Shaking up the private sector

The private sector has a key role to play in the new sustainable development agenda, says IIED's Mick Blowfield, but let's keep multinationals' commitment to change in perspective.

Mick Blowfield's picture
Mick Blowfield is director of IIED's Sustainable Markets Group
22 January 2016
Surveys of the priorities of the private sector often ignore vital informal economies, such as this one in Hanoi (Photo: Bill Vorley/IIED)

Surveys of the priorities of the private sector often ignore vital informal economies, such as this one in Hanoi (Photo: Bill Vorley/IIED)

For anyone interested in how the private sector relates to sustainable development, the annual World Economic Forum meeting in Davos is the focal point this week. The ski resort is where heads of companies, senior politicians and celebrities rub shoulders to, in their own words, "share insights and innovations on how best to navigate the future".

Ahead of the event, PWC released the findings of a survey asking about their list of top priorities. At the top were fears about global security, over-regulation, cyber-threat, and growth. Sustainable development was a long way down, with climate change, for instance, getting a mention from about half the 1,000-plus respondents.

Should we be surprised? No: the list of concerns this year is roughly the same as last year, without much change in priorities. What's more, the PWC survey, like others by the likes of Accenture (PDF), only looks at big, multinational firms. It ignores the majority of businesses in the world that are small, medium or micro, and often exist outside of the formal economy.

A sustainable agenda

But nonetheless the findings are important. The new Sustainable Development Goals are teeming with ambitions that can only be achieved if the private sector plays its part.
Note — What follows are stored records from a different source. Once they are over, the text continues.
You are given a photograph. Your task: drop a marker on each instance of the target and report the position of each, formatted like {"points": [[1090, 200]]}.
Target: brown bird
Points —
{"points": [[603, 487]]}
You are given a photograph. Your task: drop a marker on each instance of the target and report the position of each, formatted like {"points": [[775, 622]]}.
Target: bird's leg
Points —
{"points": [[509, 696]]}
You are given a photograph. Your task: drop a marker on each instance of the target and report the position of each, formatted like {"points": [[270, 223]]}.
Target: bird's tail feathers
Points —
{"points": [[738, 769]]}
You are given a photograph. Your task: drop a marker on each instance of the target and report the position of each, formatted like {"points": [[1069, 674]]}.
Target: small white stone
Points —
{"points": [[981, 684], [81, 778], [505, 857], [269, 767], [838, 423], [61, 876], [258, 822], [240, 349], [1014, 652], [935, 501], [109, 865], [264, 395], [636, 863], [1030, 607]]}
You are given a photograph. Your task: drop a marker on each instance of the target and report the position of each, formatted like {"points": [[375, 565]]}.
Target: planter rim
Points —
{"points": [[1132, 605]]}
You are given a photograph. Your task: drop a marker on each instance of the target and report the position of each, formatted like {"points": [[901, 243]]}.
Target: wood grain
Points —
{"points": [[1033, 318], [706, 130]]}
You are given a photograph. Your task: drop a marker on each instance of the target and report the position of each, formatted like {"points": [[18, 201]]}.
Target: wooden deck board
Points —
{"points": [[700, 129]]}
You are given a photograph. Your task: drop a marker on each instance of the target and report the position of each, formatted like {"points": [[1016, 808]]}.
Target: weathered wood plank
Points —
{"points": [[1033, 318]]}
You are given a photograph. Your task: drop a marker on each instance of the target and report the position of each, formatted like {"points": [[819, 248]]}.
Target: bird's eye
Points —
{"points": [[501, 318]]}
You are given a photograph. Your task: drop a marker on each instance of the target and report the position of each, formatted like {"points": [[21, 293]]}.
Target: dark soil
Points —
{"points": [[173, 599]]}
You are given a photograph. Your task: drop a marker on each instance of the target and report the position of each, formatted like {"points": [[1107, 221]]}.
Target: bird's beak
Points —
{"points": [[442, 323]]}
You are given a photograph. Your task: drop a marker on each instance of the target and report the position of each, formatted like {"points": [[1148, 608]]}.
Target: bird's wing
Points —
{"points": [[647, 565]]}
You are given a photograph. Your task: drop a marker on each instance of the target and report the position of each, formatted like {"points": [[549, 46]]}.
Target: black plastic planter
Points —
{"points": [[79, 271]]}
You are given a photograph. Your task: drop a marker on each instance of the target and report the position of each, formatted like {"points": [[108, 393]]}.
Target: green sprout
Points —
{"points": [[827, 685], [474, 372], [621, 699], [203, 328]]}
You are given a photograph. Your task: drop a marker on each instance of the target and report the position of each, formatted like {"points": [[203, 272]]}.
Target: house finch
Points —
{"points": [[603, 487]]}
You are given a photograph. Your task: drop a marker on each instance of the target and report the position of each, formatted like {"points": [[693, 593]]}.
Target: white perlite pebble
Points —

That includes obvious ones such as economic growth, but also energy for all, sustainable resources, and gender equality.  

The new climate change agenda that came out of the COP in Paris likewise requires an active and innovative private sector to play its part if we are to keep global warming to less than 1.5 degrees.

Not surprisingly, there's a lot of excitement about the role of the private sector in the emerging new sustainable development process. A hundred major companies have committed to achieving 100 per cent renewable power, signalling massively increasing corporate demand for renewable energy. The Breakthrough Energy Coalition of 27 major investors has promised a US$2 billion for clean energy innovation.

Putting this in perspective

But let's put this in perspective so that we don't lose sight of the size of the climate challenge. That 100 companies have committed to renewable power is great, but the companies who signed up are not from the biggest greenhouse gas emitting sectors.  

They are in retail and finance and advertising, and don't include airlines, steel, or transport. What's more they include companies such as Nestlé that have outsourced some of their most harmful activities to companies that have no sustainability sensibility.

Or take the 27 investors promising $2 billion for clean energy. That's less than $75 million each. For a big investor, $75 million is a small amount. The promise equates to putting a small bet on clean energy, knowing that it probably won't pay off, but if it does the returns will be huge.

It's called 'contrarian investing' and is the kind of thing Nassim Nicholas Taleb highlighted a few years ago in Black Swan. So, this isn't big news: it's normal investment practice.

What's more, the Breakthrough Energy Coalition is making its commitment contingent on governments putting up matching funding. That's to say that the private investors want tax payers to reduce the investment risk by putting up collateral.  

There may be tax payers who would rather see investors paying more taxes rather than getting what amounts to subsidies for investment in new technology.

All told, we should probably be welcoming the private sector to what will hopefully be a fast moving sustainable development agenda. But we shouldn't go crazy just because they are coming to the party. They need to pull their weight.